Dua Anggota DPRD Bandar Lampung Disebut Terlibat Dugaan Perselingkuhan di Hotel, Ketua PPWI Minta Klarifikasi

Kabar Negeri Plus, lampung— Informasi mengenai dugaan keterlibatan dua anggota DPRD Kota Bandar Lampung berinisial EH dan SN dalam sebuah kejadian di salah satu hotel di kawasan Mall Bumi Kedaton (MBK), Kota Bandar Lampung, menjadi perhatian publik.


Kabar tersebut mencuat setelah beredar informasi mengenai dugaan penggerebekan terhadap keduanya di sebuah kamar hotel pada Selasa, 18 Agustus 2026. Namun, hingga berita ini diterbitkan, informasi tersebut belum mendapatkan konfirmasi resmi dari kedua anggota DPRD yang disebut maupun pihak hotel.


Ketua Persatuan Pewarta Warga Indonesia (PPWI) Kota Bandar Lampung, Ultra Kencana, turut menyoroti kabar tersebut dan meminta agar persoalan yang menyangkut nama pejabat publik dapat dijelaskan secara terang serta sesuai mekanisme yang berlaku.


Berdasarkan informasi yang dihimpun, EH disebut merupakan anggota Komisi I DPRD Kota Bandar Lampung dari daerah pemilihan (Dapil) 4 dan berasal dari Partai Amanat Nasional (PAN). Sementara SN disebut sebagai anggota Komisi IV DPRD Kota Bandar Lampung dari Partai Demokrasi Indonesia Perjuangan (PDIP).


Informasi yang beredar menyebutkan, keduanya diduga berada di dalam satu kamar hotel ketika terjadi penggerebekan yang disebut dilakukan oleh istri sah salah satu anggota legislatif.


Namun demikian, Kabar Negeri Plus belum memperoleh bukti maupun keterangan resmi yang dapat memastikan kebenaran informasi tersebut. Karena itu, seluruh informasi terkait dugaan tersebut masih harus ditempatkan sebagai kabar yang memerlukan klarifikasi dan verifikasi lebih lanjut.


Ultra Kencana atau yang akrab disapa Paul menilai, apabila nantinya terdapat laporan resmi dan bukti yang dapat dipertanggungjawabkan, persoalan tersebut perlu ditangani melalui mekanisme yang sesuai dengan ketentuan.


Menurutnya, anggota legislatif merupakan pejabat publik yang memperoleh mandat dari masyarakat. Karena itu, persoalan yang berkaitan dengan dugaan pelanggaran etik wajar mendapatkan perhatian, terutama apabila telah masuk dalam ranah laporan resmi kepada lembaga yang berwenang.

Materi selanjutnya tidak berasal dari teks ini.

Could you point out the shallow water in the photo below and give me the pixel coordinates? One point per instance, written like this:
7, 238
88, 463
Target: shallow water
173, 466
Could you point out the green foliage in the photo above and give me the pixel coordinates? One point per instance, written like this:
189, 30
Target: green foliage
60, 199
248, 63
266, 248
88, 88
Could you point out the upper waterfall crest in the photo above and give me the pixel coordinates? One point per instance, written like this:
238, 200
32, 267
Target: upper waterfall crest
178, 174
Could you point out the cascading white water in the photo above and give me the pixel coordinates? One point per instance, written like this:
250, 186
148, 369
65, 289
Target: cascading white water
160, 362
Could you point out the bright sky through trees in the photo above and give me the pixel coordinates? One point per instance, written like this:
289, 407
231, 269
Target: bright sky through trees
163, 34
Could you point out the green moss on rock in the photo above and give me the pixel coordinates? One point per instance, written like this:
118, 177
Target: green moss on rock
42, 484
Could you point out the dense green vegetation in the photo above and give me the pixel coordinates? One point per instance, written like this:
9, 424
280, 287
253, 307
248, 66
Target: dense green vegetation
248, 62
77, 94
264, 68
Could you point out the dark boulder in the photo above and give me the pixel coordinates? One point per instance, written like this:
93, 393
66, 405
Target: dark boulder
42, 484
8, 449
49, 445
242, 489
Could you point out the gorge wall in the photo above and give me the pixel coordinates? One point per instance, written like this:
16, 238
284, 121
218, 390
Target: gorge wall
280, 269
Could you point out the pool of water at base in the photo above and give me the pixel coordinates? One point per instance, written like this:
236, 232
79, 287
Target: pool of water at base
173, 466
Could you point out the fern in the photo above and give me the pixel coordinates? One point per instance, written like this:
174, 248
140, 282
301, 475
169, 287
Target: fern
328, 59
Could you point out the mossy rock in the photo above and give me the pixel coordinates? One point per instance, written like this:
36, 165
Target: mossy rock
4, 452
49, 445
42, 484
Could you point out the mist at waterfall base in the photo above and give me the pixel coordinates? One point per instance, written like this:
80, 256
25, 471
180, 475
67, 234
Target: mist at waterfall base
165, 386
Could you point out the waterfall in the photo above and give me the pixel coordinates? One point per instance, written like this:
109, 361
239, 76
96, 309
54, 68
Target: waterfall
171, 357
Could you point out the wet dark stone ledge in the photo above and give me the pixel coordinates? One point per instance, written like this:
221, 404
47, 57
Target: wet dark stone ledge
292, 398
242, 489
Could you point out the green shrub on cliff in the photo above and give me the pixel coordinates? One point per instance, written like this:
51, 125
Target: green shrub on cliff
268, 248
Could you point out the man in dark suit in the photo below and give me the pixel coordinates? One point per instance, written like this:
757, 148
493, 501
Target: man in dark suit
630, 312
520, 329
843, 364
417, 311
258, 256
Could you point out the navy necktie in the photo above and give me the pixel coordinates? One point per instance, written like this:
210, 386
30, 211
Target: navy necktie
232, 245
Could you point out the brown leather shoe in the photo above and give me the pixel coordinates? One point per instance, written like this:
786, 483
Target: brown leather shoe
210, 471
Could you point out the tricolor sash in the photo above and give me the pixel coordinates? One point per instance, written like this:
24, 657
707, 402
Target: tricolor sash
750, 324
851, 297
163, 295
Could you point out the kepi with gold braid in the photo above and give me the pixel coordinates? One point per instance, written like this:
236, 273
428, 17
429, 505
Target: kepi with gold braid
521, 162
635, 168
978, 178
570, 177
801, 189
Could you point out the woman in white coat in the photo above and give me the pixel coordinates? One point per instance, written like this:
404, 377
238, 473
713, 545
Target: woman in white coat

“Jangan sampai masyarakat kehilangan kepercayaan terhadap wakil rakyat. Kalau benar terbukti, harus ada sanksi sesuai aturan dan mekanisme yang berlaku, bukan dibiarkan begitu saja,” tegas Paul, Kamis (20/8/2026).


Ia juga meminta Badan Kehormatan DPRD Kota Bandar Lampung maupun pihak berwenang untuk tidak mengabaikan setiap laporan yang disertai bukti dan memiliki dasar yang jelas.


“Mereka adalah legislator yang seharusnya memberikan contoh yang baik kepada masyarakat. Jika nantinya terbukti melakukan pelanggaran etik, tentu harus ada proses sesuai ketentuan yang berlaku. Tetapi kalau tidak terbukti, nama baik pihak yang dituduh juga harus dipulihkan,” ujarnya.


Paul menegaskan, penyelesaian persoalan tersebut harus mengedepankan asas praduga tak bersalah. Menurutnya, jangan sampai informasi yang belum terverifikasi justru berkembang menjadi vonis di tengah masyarakat.


“Semua pihak tetap harus menghormati proses dan memberikan ruang kepada pihak yang disebut untuk memberikan klarifikasi. Kalau terbukti, silakan diproses sesuai aturan. Kalau tidak terbukti, jangan sampai ada pihak yang dirugikan karena informasi yang belum teruji,” tambahnya.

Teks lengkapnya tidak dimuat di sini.